Grace shares special bond with Milwaukee Baptist Church

BY JED BUELOW

TOMAHAWK LEADER CO-EDITOR, SPORTS, NATURE EDITOR

Just like it states in the Bible in John 15:12: “My command is this: Love each other as I have loved you…For everything that I learned from my Father I have made known to you.”

For the past 20 years, members of Grace Lutheran Church and Greater Galilee Missionary Baptist Church in Milwaukee have been getting together to continue to grow a special bond.

Over the weekend of Oct. 17-18, members from Greater Galilee were in Tomahawk to take part in church services and share their stories of overcoming challenges to spread God’s message of hope, love and a promise He made to us all –despite the fact the church is located in the most incarcerated zip code in the entire United States.

Zip Code 53206 – a place where 60 percent of males either are or have been incarcerated, where two-thirds of children live in poverty and where one-third of Milwaukee’s vacant lots are located. A place with a history of segregation, a place where the congregation of Greater Galilee cares deeply about and has been working hard to try and be part of the positive change that is needed.

Deacon Al Hill said the church elected to stay years ago to try and be part of the solution, and not be part of the problem that came as the inner-city community was abandon as jobs left, buildings became vacant and many of the would-be needed services like loan providers and health services followed.
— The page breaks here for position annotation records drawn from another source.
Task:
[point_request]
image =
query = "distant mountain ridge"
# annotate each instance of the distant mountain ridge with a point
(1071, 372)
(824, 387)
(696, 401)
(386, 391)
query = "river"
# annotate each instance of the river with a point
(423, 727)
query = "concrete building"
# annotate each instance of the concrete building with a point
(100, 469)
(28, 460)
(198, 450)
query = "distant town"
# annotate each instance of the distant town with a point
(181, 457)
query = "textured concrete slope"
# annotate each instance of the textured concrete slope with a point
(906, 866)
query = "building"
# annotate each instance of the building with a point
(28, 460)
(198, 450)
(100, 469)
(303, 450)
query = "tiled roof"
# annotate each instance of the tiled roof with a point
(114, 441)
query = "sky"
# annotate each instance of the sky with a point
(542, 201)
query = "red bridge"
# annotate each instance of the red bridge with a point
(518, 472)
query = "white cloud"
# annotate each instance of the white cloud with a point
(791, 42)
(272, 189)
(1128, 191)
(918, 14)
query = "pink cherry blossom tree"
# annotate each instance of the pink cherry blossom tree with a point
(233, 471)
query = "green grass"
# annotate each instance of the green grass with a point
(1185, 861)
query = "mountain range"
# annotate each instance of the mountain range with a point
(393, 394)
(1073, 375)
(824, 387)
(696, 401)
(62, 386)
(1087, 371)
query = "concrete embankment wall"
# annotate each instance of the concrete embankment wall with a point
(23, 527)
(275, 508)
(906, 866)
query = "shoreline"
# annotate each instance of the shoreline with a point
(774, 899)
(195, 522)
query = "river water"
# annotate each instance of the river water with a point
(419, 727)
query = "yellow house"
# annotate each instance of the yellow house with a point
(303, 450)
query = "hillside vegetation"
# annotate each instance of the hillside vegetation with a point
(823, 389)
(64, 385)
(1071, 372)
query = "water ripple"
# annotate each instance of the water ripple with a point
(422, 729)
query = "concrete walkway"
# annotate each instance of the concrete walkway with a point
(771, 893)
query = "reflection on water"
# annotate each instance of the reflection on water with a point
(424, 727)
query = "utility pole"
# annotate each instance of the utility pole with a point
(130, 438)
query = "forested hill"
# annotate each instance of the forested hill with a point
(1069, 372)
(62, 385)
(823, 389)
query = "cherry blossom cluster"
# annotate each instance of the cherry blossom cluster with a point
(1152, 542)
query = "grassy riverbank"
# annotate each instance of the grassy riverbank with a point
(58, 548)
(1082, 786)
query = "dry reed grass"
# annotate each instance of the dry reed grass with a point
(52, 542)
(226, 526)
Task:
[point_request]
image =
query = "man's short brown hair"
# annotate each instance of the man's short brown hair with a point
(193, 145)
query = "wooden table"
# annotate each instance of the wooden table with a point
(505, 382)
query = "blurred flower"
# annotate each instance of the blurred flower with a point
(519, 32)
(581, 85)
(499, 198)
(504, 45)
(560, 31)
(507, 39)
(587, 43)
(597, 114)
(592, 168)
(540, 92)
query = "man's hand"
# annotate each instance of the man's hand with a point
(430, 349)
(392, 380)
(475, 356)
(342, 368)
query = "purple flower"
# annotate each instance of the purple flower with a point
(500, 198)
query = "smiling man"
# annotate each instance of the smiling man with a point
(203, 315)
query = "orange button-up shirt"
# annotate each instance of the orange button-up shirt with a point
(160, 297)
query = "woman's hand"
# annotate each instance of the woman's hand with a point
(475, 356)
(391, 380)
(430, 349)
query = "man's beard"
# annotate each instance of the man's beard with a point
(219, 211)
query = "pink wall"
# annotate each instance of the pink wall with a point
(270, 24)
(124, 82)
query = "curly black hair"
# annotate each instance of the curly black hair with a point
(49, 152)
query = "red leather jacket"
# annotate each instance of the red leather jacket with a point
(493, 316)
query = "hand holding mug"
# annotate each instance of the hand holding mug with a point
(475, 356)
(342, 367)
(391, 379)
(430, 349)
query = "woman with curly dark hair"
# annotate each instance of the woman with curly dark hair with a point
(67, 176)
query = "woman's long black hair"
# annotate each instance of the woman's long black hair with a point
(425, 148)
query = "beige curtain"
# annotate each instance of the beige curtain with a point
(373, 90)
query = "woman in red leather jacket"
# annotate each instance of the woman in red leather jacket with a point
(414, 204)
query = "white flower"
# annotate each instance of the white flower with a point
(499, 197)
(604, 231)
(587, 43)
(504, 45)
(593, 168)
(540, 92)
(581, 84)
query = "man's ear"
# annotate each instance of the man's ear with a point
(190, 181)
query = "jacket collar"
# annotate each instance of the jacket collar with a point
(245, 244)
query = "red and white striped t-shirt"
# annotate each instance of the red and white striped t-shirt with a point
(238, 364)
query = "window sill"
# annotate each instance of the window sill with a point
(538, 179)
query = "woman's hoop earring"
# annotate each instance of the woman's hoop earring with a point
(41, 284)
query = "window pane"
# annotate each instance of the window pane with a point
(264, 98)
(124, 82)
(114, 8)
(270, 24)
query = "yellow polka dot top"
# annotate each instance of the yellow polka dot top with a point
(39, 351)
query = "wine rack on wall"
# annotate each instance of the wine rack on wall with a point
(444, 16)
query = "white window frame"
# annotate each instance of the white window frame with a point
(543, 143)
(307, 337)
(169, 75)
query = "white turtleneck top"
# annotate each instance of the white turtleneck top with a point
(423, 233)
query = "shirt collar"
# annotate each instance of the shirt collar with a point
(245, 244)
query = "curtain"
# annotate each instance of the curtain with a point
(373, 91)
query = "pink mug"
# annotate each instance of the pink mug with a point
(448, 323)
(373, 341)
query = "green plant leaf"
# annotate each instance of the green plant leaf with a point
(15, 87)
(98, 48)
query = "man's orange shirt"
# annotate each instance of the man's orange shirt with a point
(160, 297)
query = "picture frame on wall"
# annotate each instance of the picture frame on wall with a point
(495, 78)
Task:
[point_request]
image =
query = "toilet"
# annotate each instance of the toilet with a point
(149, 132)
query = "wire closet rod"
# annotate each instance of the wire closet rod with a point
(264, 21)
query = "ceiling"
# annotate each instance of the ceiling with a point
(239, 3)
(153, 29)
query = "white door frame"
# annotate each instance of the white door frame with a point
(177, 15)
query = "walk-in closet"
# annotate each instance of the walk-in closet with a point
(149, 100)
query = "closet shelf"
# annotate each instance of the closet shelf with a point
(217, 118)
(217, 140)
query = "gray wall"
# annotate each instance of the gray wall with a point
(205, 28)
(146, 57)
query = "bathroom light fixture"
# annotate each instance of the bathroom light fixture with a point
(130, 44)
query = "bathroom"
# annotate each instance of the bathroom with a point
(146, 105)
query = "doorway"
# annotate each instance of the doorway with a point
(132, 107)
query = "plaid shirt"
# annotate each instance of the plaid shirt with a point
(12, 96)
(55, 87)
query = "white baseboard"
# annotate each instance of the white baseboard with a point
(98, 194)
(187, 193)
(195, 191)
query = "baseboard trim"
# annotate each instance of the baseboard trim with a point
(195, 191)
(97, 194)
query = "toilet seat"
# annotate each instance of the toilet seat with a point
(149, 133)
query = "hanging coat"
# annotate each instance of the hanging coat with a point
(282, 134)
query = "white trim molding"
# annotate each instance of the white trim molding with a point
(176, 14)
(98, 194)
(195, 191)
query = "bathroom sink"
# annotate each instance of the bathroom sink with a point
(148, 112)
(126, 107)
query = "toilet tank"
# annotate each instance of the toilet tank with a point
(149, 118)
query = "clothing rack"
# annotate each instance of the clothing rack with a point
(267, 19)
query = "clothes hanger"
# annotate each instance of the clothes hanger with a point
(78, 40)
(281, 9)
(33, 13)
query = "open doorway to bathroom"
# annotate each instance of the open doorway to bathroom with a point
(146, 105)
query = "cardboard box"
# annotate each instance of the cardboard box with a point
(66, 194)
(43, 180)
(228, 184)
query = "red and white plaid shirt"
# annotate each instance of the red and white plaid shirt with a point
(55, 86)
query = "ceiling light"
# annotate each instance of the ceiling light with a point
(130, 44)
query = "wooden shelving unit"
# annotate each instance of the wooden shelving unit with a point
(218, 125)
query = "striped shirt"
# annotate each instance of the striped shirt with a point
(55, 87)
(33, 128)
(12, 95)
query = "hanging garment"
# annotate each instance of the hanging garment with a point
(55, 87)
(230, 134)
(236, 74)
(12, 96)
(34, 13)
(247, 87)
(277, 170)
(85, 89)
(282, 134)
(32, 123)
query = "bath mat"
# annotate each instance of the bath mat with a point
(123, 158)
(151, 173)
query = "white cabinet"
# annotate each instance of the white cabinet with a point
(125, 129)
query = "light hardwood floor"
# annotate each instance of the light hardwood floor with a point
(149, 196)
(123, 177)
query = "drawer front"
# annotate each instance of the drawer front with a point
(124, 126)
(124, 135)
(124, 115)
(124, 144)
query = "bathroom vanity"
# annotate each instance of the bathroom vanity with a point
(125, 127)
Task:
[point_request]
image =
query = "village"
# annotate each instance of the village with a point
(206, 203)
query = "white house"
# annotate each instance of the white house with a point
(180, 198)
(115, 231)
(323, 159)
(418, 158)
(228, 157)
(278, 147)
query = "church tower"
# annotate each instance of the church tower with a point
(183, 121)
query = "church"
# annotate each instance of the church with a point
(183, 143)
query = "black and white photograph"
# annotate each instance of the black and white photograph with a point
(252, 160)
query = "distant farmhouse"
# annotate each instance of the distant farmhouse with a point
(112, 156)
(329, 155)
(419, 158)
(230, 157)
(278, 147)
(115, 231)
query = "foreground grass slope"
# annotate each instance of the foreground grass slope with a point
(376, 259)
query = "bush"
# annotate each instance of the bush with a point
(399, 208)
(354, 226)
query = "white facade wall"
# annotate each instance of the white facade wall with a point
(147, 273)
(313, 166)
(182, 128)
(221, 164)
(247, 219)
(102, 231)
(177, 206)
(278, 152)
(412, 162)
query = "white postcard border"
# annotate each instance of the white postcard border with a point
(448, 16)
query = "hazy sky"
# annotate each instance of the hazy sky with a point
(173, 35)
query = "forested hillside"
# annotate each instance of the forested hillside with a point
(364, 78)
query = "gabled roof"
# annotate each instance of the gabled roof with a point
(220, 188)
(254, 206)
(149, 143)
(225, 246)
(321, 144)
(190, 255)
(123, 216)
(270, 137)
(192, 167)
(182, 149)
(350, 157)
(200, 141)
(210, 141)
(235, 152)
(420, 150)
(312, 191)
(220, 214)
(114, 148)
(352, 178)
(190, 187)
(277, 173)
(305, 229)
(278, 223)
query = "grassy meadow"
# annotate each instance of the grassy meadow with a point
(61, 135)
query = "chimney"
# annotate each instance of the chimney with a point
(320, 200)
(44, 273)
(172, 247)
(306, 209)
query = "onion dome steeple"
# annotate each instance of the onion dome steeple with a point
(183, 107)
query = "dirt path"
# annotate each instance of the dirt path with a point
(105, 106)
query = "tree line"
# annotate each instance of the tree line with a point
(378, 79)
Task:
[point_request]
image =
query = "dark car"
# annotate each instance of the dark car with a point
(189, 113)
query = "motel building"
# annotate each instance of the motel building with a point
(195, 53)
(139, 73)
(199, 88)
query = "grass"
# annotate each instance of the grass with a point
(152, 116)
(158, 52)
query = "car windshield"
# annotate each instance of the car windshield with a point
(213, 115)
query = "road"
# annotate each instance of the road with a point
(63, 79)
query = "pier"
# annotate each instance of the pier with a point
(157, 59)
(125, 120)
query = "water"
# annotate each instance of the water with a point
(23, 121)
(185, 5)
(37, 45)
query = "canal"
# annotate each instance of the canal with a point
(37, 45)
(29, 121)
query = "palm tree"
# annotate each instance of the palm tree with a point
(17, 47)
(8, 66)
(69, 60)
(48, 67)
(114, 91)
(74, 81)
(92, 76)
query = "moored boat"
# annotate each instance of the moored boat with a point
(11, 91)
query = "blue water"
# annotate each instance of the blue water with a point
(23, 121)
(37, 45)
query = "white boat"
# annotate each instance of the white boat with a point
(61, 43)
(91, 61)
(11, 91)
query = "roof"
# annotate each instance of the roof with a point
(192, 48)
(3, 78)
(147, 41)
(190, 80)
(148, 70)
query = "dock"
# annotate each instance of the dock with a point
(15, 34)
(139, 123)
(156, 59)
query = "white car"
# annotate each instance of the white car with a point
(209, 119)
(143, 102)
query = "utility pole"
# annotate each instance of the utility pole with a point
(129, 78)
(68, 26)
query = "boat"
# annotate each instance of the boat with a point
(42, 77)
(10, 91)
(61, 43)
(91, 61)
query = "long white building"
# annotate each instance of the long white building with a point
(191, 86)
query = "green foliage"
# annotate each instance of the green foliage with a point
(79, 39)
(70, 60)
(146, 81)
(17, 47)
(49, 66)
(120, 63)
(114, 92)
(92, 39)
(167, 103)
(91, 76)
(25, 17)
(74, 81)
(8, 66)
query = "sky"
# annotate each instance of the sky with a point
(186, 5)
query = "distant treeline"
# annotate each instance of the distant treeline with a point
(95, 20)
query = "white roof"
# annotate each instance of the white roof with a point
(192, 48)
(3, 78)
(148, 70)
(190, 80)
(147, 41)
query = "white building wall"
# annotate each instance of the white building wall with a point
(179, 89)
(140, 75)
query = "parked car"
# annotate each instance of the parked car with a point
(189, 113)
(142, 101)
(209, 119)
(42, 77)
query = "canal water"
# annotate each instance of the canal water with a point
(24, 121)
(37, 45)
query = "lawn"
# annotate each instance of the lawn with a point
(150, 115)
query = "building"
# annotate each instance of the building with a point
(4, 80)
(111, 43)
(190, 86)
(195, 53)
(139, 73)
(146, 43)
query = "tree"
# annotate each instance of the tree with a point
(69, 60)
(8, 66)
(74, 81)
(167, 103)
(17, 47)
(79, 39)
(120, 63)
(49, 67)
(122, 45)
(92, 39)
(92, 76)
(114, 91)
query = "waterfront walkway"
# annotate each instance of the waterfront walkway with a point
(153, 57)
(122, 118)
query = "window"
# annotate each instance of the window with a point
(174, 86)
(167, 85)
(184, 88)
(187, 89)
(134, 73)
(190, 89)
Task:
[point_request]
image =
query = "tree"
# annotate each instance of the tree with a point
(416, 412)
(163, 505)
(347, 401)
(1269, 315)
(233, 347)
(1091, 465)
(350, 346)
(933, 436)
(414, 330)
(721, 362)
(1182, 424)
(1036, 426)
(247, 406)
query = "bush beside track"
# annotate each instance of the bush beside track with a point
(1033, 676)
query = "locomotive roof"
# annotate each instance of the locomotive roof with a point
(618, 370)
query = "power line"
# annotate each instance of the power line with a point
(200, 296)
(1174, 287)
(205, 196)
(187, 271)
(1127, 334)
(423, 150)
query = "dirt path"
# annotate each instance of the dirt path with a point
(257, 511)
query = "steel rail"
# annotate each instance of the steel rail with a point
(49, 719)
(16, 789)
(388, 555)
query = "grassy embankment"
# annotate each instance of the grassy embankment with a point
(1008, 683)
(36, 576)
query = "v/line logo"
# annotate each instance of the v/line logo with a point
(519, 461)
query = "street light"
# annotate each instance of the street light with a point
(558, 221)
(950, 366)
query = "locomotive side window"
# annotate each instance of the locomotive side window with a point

“We have a duty as Christians to do as Jesus Christ would do, to provide food, drink and clothing to all those in need,” Hill said in sharing a Community Development Center was built a couple years back on land purchased by the church that today is used by a number of organizations to help feed seniors, provide education and offer job training and a number of other services that would not be available to the community if not for the church.

Other organizations are working to overcome a large distrust that exists in the community with police, the court system and government.

“Change comes from education and knowledge,” Hill said and added we all need to work together to build relationships to bring about change. “The center is a building with a vision.”

The friendship between members of Grace and Galilee dates back even further than the past two decades. The bond was first formed when Hill and former Grace Pastor Harvey Jaeger spent time together serving as chaplains in the National Guard. Back in 1999 the two churches began holding retreats on an every-other-year basis in Milwaukee and Tomahawk to continue building the friendship.

Jaeger thanked Pastor Mark Ziemer and the congregation of Grace for keeping the connection with Greater Galilee going long after his retirement.

As part of the recent retreat that included a dinner at Grace followed by a trip to watch the Kwahamots perform, members of the Galilee congregation shared how racism still exists and how it impacts their daily lives, like how it is a common knowledge in the black community to expect being pulled over and to keep your hands on the steering wheel during traffic stops.

“Spreading fear does no good,” one Galilee member said during the discussion following the dinner. “God gives us hope and He is there for all of us.”

Another member from the Galilee congregation summed up the sentiment of the evening in offering the way forward.

“We all serve the same God. If we can all remember that we will be alright.”